Versioned name: LRN-1
Category: Normalization
Short description: Local response normalization.
Attributes:
- alpha
- Description: alpha represents the scaling attribute for the normalizing sum. For example, alpha equal 0.0001 means that the normalizing sum is multiplied by 0.0001.
- Range of values: no restrictions
- Type: float
- Default value: None
- Required: yes
- beta
- Description: beta represents the exponent for the normalizing sum. For example, beta equal 0.75 means that the normalizing sum is raised to the power of 0.75.

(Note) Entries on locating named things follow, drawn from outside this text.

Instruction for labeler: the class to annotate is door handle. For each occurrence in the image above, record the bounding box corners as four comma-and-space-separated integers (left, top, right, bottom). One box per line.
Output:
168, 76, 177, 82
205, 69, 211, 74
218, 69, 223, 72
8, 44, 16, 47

- Range of values: positive number
- Type: float
- Default value: None
- Required: yes
- bias
- Description: beta represents the offset. Usually positive number to avoid dividing by zero.
- Range of values: no restrictions
- Type: float
- Default value: None
- Required: yes
- size
- Description: size represents the side length of the region to be used for the normalization sum. The region can have one or more dimensions depending on the second input axes indices.
- Range of values: positive integer
- Type: int
- Default value: None
- Required: yes
Inputs
- 1:
data
- input tensor of any floating point type and arbitrary shape. Required.
- 2:
axes
- specifies indices of dimensions in data
that define normalization slices. Required.
Outputs
- 1: Output tensor of the same shape and type as the
data
input tensor.
Detailed description: Reference
Here is an example for 4D data
input tensor and axes
= [1]
:
sqr_sum[a, b, c, d] =
sum(input[a, b - local_size : b + local_size + 1, c, d] ** 2)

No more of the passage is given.